Stravinsky’s The Soldier’s Tale at the Wigmore Hall review ***

Isabelle Faust (violin), Wies de Boevé (double bass), Lorenzo Coppola (clarinet), Javier Zafra (bassoon), Reinhold Friedrich (trumpet), Jörgen van Rijen (trombone), Raymond Curfs (drums), Dominique Horwitz (narrator)

Wigmore Hall, 23rd December 2019

  • Bartok – Solo Violin Sonata BB124
  • Stravinsky – The Soldier’s Tale

Curious confection this. Cut off from Russian royalties on the ballets, Stravinsky was short of a few bob whilst living in Switzerland during WWI, especially with first wife Katya poorly, so he teamed up with the similarly impecunious writer Charles-Ferdinand Ramuz to create L’Histoire du Soldat, a small scale music-theatrical work, to be “read, played and danced” which would be cheap to stage and could be toured anywhere. The boys turned to a Russian tale of a soldier who goes AWOL and, Faust style, sells his soul to the devil. Plenty of contemporary resonance, and a suitable format, for the gruelling post war years.

IS had yet to hear a note of the jazz music emerging from the US but, armed with a few sheets of music brought to him by Ernst Ansermet, he resolved to incorporate the new rhythmic style into the score and to reflect its sound in his choice of instrumentation with a combination of high and low pitches from each family: violin and double bass, clarinet and bassoon, trumpet and trombone as well as a wide range of percussion.

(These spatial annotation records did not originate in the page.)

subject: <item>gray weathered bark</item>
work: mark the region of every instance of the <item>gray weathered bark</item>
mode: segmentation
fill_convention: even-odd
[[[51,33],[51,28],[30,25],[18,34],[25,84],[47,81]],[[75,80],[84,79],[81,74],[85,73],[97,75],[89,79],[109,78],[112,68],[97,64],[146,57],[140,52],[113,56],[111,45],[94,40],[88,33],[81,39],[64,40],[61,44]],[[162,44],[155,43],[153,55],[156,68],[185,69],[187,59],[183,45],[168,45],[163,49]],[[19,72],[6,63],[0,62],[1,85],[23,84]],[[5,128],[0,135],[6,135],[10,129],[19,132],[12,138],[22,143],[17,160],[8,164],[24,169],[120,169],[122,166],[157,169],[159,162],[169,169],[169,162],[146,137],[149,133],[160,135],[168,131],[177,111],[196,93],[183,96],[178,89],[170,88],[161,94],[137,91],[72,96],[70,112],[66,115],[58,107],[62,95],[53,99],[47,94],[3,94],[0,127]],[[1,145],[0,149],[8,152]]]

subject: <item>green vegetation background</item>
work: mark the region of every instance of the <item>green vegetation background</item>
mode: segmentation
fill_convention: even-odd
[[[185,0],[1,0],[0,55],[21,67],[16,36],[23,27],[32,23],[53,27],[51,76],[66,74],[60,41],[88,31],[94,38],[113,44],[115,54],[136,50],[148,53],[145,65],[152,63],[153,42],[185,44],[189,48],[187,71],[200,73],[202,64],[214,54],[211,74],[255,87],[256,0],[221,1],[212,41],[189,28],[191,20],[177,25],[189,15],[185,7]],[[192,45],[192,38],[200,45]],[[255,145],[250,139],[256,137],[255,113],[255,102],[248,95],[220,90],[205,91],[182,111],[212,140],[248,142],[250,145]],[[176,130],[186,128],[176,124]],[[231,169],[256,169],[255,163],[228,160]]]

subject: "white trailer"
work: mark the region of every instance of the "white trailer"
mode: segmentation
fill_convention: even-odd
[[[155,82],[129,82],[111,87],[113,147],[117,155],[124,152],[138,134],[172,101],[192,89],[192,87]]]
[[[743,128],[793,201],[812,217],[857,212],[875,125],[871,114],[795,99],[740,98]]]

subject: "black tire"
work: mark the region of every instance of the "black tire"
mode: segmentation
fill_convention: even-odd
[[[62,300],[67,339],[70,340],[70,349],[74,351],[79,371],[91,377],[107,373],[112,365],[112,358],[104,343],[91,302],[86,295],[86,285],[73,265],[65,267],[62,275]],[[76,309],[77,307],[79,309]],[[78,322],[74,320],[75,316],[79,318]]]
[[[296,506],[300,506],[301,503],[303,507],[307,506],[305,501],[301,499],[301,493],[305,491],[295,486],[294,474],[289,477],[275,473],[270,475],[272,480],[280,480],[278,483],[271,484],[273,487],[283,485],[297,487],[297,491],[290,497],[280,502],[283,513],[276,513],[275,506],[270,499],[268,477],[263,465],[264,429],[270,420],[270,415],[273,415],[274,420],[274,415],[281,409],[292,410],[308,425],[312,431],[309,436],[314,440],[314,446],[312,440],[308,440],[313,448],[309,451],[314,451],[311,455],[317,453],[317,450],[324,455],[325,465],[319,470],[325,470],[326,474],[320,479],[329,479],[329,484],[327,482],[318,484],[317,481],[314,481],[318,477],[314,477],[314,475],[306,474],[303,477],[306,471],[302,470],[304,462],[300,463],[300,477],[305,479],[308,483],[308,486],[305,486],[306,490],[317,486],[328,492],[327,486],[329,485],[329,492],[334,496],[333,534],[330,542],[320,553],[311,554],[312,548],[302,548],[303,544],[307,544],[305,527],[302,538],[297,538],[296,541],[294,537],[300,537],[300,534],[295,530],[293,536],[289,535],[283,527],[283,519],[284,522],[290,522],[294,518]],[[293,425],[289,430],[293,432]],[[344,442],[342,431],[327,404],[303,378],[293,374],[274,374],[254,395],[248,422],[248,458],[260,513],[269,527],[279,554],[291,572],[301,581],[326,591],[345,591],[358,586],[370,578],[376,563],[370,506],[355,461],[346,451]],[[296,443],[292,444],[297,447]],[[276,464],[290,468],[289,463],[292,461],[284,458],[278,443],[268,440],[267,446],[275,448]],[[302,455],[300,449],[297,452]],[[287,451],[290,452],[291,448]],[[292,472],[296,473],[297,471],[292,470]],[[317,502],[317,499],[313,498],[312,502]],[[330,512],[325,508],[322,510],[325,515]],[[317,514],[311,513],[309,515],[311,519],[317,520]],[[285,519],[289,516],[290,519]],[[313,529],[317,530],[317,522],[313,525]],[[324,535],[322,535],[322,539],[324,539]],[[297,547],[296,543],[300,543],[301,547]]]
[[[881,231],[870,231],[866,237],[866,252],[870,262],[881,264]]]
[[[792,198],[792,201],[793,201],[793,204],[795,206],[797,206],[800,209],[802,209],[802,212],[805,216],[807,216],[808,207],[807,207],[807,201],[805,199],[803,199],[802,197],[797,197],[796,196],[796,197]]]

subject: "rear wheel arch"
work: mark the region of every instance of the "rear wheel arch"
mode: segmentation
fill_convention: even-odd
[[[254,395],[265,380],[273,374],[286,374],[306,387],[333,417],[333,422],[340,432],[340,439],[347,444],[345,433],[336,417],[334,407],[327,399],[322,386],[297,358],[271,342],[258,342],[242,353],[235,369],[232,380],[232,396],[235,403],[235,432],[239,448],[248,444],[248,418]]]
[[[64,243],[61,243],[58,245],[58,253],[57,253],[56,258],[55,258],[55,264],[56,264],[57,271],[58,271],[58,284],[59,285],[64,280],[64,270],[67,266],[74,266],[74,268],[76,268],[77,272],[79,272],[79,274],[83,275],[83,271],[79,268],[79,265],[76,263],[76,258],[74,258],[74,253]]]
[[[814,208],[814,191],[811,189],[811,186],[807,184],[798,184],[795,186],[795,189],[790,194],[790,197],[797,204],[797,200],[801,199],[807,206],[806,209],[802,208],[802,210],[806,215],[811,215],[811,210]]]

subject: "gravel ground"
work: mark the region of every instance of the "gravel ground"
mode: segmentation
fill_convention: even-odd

It’s not that jazzy but is definitely a precursor to all the bouncy, syncopated grooves that IS was to serve up in the next decade. It doesn’t do too much by way of variation however, reprising a few key themes, and, this being my first sustained listen, is a bit same-y, even with the shifts in time signatures.

And the spoken parts, especially here where there was no dancer to distract, tend to dominate. Which gave a lot of leeway to Dominique Horwitz, who narrated, as well as taking on the roles of soldier and devil. Now M. Horwitz is apparently a bit of an expert when it comes to this piece, as well as in the likes of Brecht, Weill and Brel. And his day job as actor means he throws himself into the character of the soldier, marching and jogging on the spot, brooding over his keepsakes, rescuing a princess and having run-ins with Beelzebub in his various guises. Whilst the text here was in English and M. Horwitz can cary a speech I wish I had actually had the story in front of me as I didn’t really find a way into it. And maybe M. Horowitz could have toned down the funny voices.

Couldn’t fault the musician’s performances though. This, after all, was a crack team led by the amazing Isabelle Faust, as she showed again in her interpretation of Bela Bartok’s 1944 solo violin sonata. Written in the year before he died, ill and short of money, to a commission by Yehudi Menuhin, it isn’t, as you might have guessed, the easiest piece in the solo violin repertoire. Bartok and Menuhin took a bit of time to hit it off and YM was initially perturbed by the difficulty of the score, notably some fearsome double-stopping, but with familiarity and the implacability of BB when it came to any changes, eventually brought him round.

It kicks off with a Chaconne in homage to Bach’s writing fo solo violin, though here mediated through the prism of C20 modernism and BB’s beloved Hungarian folk tunes. The second movement is a thrillingly tricky fugue, with complex counterpoint, angular, jagged, with extreme dynamics, like the vey best of Bartok’s writing. The slow movement in contrast is serene, easy on the ear compared to what has gone before, before the rush of the Presto finale. Like most Bartok it takes a bit of listening too, and getting into the listening zone (when nothing else matters but the music) takes a bit longer than for my other favourite B’s, Bach, Beethoven and Britten. And just maybe it took Isabelle Faust just a little bit longer than normal to find her groove.